Within fifteen working days of receipt of this letter, please notify this office in writing of the specific steps that you have taken to correct violations. Please include an explanation of each step being taken to prevent the recurrence of violations, as well as copies of related documentation. If you do not believe that the products discussed above are in violation of the FDCA, include your reasoning and any supporting information for our consideration. If you cannot complete corrective actions within 15 working days, state the reason for the delay and the time within which you will complete the correction. Your notification should be addressed to:
FDA Florida District Office
U.S. Food and Drug Administration
555 Winderley River Place, Suite 200
Maitland, FL 32751
If you have questions regarding any issues in this letter, please contact our office at 407-475-4700.
Susan M. Turcovski
Director, Florida District
 Compare Western States Med. Ctr. v. Shalala, 238 F.3d 1090 (9th Cir. 2001) with Medical Ctr. Pharm. v. Mukasey, 536 F.3d 383 (5th Cir. 2008).

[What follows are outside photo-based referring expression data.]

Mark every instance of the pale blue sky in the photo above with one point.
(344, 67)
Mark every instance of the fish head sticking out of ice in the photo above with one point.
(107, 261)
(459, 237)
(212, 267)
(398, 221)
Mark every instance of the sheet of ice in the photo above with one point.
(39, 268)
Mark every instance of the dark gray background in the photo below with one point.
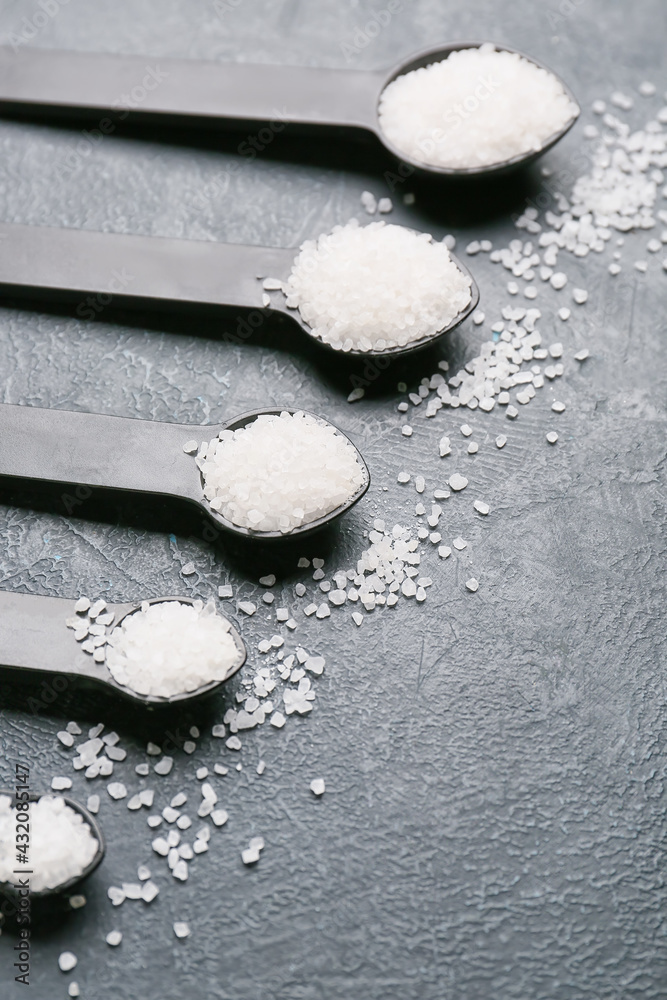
(495, 816)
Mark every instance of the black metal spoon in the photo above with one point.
(34, 637)
(137, 456)
(9, 887)
(92, 268)
(237, 93)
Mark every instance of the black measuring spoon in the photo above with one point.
(71, 264)
(11, 889)
(244, 94)
(137, 456)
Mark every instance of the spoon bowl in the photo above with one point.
(34, 639)
(429, 56)
(8, 887)
(311, 526)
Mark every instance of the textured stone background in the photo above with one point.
(495, 816)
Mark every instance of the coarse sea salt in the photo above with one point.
(476, 108)
(169, 648)
(374, 287)
(62, 844)
(280, 472)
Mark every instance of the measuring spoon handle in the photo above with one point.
(33, 636)
(117, 85)
(94, 268)
(89, 450)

 The CPG set forth a non-exhaustive list of factors that FDA considered in determining whether to take enforcement action when the scope and nature of a pharmacy's activities raised concerns. This CPG has been withdrawn in light of new legislation. See below.
See 21 U.S.C. § 353a(a) (granting compounded drugs statutory exemptions if, among other things, “the drug product is compounded for an identified individual patient based on the…receipt of a valid prescription order or a notation, approved by the prescribing practitioner, on the prescription order that a compounded product is necessary for the identified patient…”); CPG at 2 (“FDA recognizes that pharmacists traditionally have extemporaneously compounded and manipulated reasonable quantities of human drugs upon receipt of a valid prescription for an individually-identified patient from a licensed practitioner. This traditional activity is not the subject of this guidance.”).
Drug Quality and Security Act, Public Law 113-54, 127 Stat. 587 (Nov. 27, 2013).
The CQA contains a number of other provisions, including new exemptions and requirements for compounders seeking to operate as outsourcing facilities. A discussion of the CQA and the agency’s plans to implement the new law may be found at http://www.fda.gov/Drugs/GuidanceComplianceRegulatoryInformation/PharmacyCompounding/default.htm.
 For example, section 503A also addresses anticipatory compounding, which includes compounding (not distribution) before receipt of a valid prescription order for an individual patient. We are not addressing anticipatory compounding here.
 The specific products made by your firm are drugs within the meaning of section 201(g) of the Act, [21 U.S.C. § 321(g)] because they are intended for use in the diagnosis, cure, mitigation, treatment, or prevention of diseases. Further, they are “new drugs” within the meaning of section 201(p) of the FDCA [21 U.S.C. § 321(p)] because they are not generally recognized as safe and effective for their labeled uses.